Great Expectations for Gale's Nineteenth Century Collections Online

May 18, 2012


      Bookmark and Share

BEST PRACTICES SERIES

Article ImageCuration is one of the hot content buzzwords these days. From RSS feeds to Twitter and Pinterest, gathering together valuable collections of content is recognized as one of the best ways to attract an audience. However curation itself is hardly something new.

Be it in the form of a private collection of rare manuscripts to the massive assortment of images, documents, letters, and much more gathered at the grandest public institutions, curation - organizing and maintaining a collection -- has been around as long as there were things of value and places to keep them safe. Yet many of these collections sit in isolation, available to only a privileged few. They also are at risk of damage, deterioration, and even destruction.

It is with these issues in mind that Gale, part of Cengage Learning, set about to create its Nineteenth Century Collections Online (NCCO) collection. NCCO brings together rare primary source materials - monographs, newspapers, pamphlets, manuscripts, ephemera, maps, photographs and more - from more than 100 individual collections.

Working With the Collection Curators

According to Ray Abruzzi, associate publisher at Gale, while there were many challenges to a digitization project of this range and size, he found the individual collection curators to be incredibly receptive and cooperative. As Gale began to explore which collections it wanted to include, Abruzzi says he knew that "somewhere, there's a curator in love with each collection." Once that individual was identified, Gale staff would ask them "what would you like to see happen with this collection?" They found that in many cases the primary hope was to get it out into the world to be accessible to a global audience.

This was certainly the case for The National Archives. As Caroline Kimbell, head of licensing puts it, "By digitizing these records, The National Archives and Gale have opened the gateway for historians, undergraduates, post-graduates, and others worldwide to access the records, not just those previously who were able to visit The National Archives in person."

Increasing Information Access and Functionality

The majority of the content for which Gale partners with archives and libraries to digitize is rare and can often be unique, according to Abruzzi. In the past, the process to access documents such as these required not only travel, but also justification of a need to work with these materials. With digitization," he points out, "there is a democratization of research through broadened access."

In the past, use of the documents would not only have been highly monitored, but requests also took a great deal of time to process and access was limited to one researcher at a time.
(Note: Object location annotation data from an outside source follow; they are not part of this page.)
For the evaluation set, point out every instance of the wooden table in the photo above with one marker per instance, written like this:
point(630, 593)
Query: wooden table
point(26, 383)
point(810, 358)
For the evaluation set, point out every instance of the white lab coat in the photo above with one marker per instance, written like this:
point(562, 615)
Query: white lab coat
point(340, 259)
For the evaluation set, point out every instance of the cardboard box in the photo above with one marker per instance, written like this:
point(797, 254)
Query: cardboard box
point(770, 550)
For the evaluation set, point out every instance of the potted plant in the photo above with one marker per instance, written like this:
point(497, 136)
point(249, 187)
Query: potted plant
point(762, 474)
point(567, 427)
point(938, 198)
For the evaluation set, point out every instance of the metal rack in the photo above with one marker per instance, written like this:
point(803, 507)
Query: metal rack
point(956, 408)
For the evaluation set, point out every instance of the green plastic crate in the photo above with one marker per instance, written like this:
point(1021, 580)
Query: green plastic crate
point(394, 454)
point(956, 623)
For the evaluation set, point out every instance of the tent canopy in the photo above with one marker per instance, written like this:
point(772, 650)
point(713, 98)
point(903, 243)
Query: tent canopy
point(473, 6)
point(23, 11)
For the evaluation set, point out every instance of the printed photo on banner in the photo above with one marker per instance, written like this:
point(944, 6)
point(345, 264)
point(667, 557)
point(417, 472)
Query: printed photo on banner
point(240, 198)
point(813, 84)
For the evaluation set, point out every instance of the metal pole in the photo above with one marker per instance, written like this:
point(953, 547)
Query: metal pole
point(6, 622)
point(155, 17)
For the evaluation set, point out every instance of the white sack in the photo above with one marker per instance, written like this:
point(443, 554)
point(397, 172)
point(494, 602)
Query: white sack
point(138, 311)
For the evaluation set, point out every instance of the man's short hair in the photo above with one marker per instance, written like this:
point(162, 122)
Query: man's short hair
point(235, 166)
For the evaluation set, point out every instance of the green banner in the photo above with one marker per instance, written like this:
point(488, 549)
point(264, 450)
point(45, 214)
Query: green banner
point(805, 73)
Through digitization, documents can be accessed by multiple users at once from anywhere in the world.  

The collection has also been enhanced with textual analysis tools including term clusters and graphics, which allow users to analyze individual as well as groups of texts.

For researchers and students, NCCO allows users to store documents, create annotations for their own personal use, and create and share tags for themselves and for other users. It has also been optimized for Zotero, a content and citation tool.

The Digitization Process

The combination of individual care, expertise, skill, and technological advancements was required to make this collection possible. As Abruzzi points out, the collections Gale and its global advisory board -- made up of leading international scholars and bibliographers of nineteenth century studies -- primarily sought out were "already well organized and complete unto themselves." However human subject indexing was combined with software and machine-aided indexing tools to enhance discovery. The collection includes over 2 million searchable terms that were keyed in, such as for the handwritten documents.

Abruzzi says customers started asking for a 19th century collection right after the 18th century collection was released in 2003. However, he says that "the sheer volume of publishing in the 19th century as compared to the 18th century was simply too massive to approach with the same comprehensiveness as ECCO."

"It wasn't until new technologies were developed and we explored new product platforms did we feel ready to take on NCCO and the 19th century," says Abruzzi. For example, Gale developed more robust metatdata that would work across the broad range of content types in the collection. It also improved usability of such a vast collection including the development of an "image viewer" that enables researchers to create their own customized view at the page level. Gale also added new ways to browse the collection including preview and flip through, so that users can more easily narrow long lists of results.

As Abruzzi describes it, "An undertaking of this size requires not just a large investment and lots of resources, but also many minds, sharing a vision." Gale partners with scanning companies to work onsite at the libraries, managing the scanning operations and coordinating the flow of materials within the library.

Kimbell says that luckily, much of the National Archives content was already on microfilm held by Gale, which is quick and simple to scan. However for the remainder, she points out that, "the variety of formats and conditions for other material makes the scanning process a 'craft,' with settings re-configured for different size items and different conditions." Her team has a great deal of experience and uses special equipment and handling techniques to avoid damage. They also have project conservators on site to work with scanner operators.

The Importance of Digital Archiving

For some of the institutions involved in this project conservation and repair were the primary reason they chose to participate as they lack the resources to do it on their own. Abruzzi says that "Gale is funding the repair and conservation of hundreds of documents-maybe thousands. The library gets back a document in better shape than when it came out of storage-and they get back a digital image of that document, meaning that in future when it is requested by a researcher they can serve up the digital image, saving wear and tear on the original and putting that document at less risk for deterioration."

The investment promises to be well worth it. As Kimbell says, "Providing records to a worldwide audience will encourage greater analysis and debate of the era in history that these records relate to. The greater number of individuals from a myriad of backgrounds can access the records, the greater the breadth of debate."

While Abruzzi says it's early to call out specific discoveries from the collection, he thinks that "the possibilities are mind-boggling. With over 10 million pages coming out each year in this program, researchers and students will not only make discoveries but create whole new areas and approaches to studying these topics. We saw this with ECCO and expect these materials to have a dramatic effect on the depth and volume of nineteenth century studies, teaching, and scholarly publishing."